Independent variables A generic questionnaire with questions on age, gender, body mass index, pain duration, medication, previous low back pain, co morbidity with neck pain, sleep and activity level and expectation of outcome with treatment will be filled out by all at baseline. In addition the following instruments will be fillet out at baseline, at 8 weeks and at 6 and 12 months.

Pain Self-assessed pain for the last 24 hours -Numeric Pain Rating Scale (0-10); Disability Oswestry Disability Questionnaire (0-100); Generic health-related quality of life The European Quality of Life 5 Dimensions Questionnaire, referred to as EuroQol or EQ-5D;The Glassman protocol will be included at baseline to identify 1) symptoms 2) structural pathology and 3) compression pathology; The Start Back originally intended for primary care providers to permit identification of patients at risk for poor outcome using the yellow flags with the highest prognostic values in this patient population; Fear Avoidance Behavior Questionnaire (FABQ). Self-efficacy in relation to activity will be assessed to collect data on the patients' level of self-efficacy for exercise/activity by the Self-Efficacy Scale (SES). Days of sick-leave for the 12 months will be collected through the national health insurance Expectation with treatment A global question on expectation with treatment will be included at baseline part of the generic base line questionnaire. (http://www.swespine.se).

Satisfaction with treatment and with outcome: Patients' global satisfaction with treatment will be measured following intervention by two global questions derived from the Treatment Outcome Satisfaction Questionnaire (TOSQ) Clinical testing Movement performance testing will be performed to understand if certain active movement directions provoke pain or symptoms. Excessive mobility of the joints will be assessed with a modified Beighton protocol.

Text message data Following the base line all participants will be followed with text messages every 14 days to collect data on 1) Number of days with pain during last 14 days 2) Activity level during the last two week. The text message will be sent to the participants starting 14 days following the first visit and every 14 days. If an answer is not received a follow up text-message will be sent within 24 hours.

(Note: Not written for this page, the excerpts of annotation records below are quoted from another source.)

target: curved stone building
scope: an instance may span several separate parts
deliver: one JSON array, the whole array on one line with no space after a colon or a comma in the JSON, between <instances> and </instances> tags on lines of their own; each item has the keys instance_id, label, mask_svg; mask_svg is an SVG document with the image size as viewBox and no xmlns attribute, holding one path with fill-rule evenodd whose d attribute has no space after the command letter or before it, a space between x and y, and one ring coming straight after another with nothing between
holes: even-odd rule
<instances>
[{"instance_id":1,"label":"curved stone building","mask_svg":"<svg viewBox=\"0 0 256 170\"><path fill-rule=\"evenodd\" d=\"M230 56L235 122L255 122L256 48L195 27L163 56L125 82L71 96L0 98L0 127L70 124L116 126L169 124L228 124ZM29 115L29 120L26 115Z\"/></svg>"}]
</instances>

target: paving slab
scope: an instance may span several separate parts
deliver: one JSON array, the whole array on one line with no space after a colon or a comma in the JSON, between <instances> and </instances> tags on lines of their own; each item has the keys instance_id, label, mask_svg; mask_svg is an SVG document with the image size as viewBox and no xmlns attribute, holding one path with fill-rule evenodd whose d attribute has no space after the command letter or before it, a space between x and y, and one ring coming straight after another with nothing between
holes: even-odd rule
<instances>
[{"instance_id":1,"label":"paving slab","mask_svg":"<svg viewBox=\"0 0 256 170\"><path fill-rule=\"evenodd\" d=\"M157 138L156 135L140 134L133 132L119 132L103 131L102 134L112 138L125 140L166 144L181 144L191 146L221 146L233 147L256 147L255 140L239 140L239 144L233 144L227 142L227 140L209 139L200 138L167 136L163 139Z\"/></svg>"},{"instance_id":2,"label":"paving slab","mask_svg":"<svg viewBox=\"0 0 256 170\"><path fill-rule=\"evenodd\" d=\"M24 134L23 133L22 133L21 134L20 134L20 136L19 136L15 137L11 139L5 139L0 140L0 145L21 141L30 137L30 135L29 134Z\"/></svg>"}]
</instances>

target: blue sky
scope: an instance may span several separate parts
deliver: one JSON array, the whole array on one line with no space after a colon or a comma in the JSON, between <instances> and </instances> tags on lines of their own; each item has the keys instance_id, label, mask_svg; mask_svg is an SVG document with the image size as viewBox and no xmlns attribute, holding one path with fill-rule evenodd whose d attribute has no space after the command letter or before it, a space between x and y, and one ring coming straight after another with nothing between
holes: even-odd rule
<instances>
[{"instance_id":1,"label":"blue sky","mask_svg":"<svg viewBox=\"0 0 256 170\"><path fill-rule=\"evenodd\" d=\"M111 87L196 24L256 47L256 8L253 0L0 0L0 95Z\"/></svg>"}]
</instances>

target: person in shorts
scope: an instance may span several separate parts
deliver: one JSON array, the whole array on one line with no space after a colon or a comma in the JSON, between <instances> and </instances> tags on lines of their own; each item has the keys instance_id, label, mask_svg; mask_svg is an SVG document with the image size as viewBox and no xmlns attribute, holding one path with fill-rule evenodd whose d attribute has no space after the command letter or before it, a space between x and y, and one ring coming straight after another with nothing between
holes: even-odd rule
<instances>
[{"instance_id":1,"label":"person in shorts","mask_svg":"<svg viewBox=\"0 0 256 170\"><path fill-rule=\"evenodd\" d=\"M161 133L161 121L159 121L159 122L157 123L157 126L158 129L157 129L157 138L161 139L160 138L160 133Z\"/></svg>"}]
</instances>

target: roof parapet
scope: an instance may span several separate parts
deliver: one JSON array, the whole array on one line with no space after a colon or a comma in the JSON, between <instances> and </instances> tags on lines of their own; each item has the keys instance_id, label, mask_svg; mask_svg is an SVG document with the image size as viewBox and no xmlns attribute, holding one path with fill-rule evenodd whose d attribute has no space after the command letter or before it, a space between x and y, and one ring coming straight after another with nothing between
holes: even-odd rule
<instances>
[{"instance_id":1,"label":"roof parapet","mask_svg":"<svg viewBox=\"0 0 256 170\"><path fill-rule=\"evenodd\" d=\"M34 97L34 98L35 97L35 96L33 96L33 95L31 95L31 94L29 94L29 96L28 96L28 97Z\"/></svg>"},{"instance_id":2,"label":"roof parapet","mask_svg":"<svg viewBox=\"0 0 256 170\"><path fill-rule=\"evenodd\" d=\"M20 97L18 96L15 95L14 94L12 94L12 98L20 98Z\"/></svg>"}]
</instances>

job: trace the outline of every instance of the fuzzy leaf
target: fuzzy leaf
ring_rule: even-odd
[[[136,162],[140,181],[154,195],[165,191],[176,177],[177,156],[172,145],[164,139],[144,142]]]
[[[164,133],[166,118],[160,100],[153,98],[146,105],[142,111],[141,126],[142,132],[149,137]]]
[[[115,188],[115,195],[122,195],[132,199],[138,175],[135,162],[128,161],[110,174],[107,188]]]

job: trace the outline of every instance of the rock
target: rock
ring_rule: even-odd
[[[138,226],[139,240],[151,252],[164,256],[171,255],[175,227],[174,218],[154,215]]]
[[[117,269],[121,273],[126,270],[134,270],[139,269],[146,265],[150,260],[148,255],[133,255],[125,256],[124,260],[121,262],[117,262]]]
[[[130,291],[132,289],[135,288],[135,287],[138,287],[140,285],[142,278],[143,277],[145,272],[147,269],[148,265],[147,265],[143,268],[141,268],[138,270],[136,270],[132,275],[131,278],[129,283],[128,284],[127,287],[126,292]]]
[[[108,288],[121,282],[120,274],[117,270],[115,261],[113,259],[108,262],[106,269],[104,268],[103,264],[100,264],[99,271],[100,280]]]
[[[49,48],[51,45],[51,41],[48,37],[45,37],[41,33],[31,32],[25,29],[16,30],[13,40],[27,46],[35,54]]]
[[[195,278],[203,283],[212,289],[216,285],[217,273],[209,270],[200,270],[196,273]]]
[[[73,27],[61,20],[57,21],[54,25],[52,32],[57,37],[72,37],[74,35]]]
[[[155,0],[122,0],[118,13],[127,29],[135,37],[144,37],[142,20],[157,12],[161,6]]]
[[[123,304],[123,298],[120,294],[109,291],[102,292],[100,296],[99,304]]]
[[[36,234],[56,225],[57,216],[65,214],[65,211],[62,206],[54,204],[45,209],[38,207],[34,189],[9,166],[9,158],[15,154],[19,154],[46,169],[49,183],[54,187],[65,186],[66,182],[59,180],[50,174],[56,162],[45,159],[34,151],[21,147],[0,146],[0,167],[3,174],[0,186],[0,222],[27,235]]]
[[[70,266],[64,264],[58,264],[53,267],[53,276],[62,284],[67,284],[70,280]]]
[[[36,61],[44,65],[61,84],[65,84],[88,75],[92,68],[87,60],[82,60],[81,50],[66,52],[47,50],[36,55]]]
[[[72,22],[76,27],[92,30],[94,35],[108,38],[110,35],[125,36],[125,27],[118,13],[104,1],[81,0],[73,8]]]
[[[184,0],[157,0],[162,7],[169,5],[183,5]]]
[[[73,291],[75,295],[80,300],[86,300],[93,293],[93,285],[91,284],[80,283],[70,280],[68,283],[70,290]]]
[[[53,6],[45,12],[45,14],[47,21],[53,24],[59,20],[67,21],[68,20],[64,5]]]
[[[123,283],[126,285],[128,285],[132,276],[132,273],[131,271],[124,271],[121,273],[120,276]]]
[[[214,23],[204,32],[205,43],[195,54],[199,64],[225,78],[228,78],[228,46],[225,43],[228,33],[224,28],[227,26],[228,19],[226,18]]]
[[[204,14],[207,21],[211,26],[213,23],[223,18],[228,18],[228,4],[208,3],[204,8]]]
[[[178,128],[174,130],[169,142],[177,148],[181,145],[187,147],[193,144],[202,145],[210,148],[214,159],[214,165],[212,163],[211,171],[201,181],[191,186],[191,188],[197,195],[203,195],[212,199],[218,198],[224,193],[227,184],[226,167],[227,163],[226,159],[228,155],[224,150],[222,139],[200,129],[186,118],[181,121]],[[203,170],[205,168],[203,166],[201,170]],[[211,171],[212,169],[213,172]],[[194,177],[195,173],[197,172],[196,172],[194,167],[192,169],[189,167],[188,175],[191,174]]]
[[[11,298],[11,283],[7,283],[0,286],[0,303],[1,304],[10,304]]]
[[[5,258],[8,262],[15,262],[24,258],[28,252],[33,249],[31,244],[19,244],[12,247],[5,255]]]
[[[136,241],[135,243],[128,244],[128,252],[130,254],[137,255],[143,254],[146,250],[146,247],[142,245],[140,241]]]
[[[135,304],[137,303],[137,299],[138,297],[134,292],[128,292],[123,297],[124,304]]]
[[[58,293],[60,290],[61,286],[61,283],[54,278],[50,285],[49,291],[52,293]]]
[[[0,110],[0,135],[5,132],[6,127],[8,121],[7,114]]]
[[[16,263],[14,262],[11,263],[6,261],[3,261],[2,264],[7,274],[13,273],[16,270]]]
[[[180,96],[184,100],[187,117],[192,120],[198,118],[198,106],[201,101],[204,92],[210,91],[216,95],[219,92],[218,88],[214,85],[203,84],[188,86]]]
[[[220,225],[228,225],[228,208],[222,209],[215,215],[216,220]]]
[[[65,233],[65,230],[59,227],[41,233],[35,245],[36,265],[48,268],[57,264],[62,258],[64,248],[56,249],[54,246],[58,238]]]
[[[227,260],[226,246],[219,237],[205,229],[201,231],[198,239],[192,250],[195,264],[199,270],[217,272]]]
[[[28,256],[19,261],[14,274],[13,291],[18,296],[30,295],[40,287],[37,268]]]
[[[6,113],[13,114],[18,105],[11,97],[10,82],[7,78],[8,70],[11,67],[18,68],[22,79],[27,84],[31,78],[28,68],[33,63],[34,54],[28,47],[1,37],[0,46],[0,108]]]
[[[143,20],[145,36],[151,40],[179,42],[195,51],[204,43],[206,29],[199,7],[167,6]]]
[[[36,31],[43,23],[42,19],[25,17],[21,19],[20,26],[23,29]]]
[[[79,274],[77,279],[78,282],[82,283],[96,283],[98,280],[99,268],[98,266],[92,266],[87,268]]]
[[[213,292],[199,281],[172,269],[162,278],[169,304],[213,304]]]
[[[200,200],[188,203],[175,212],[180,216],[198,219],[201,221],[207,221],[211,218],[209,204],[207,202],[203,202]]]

The longitudinal data will be logged by the participants in an application used either on the computer or at a cell phone.

Aim 3: The randomized controlled study The RCT will be conducted as a two-arm study with an A - AB study design with one arm being treatment as guideline recommended physiotherapeutic care (as in the cohort study) and the other arm with an amendment of strategies to enhance the patients self-efficacy and possible fear-avoidance of activity building the exercises following a graded protocol. The RCT will be nationally conducted including patients from several primary care units in Sweden. We have collaboration with primary care settings in Lund, Luleå, Stockholm, Umeå and Örebro. The patient reported outcome measurements described will be used to collect data. The RCT will include participants based on the outcome from the cohort study. The intervention will be for 8 weeks with a long term follow up of 12 months. Longitudinal data will be collected by text messages as in the cohort study and logged in the application.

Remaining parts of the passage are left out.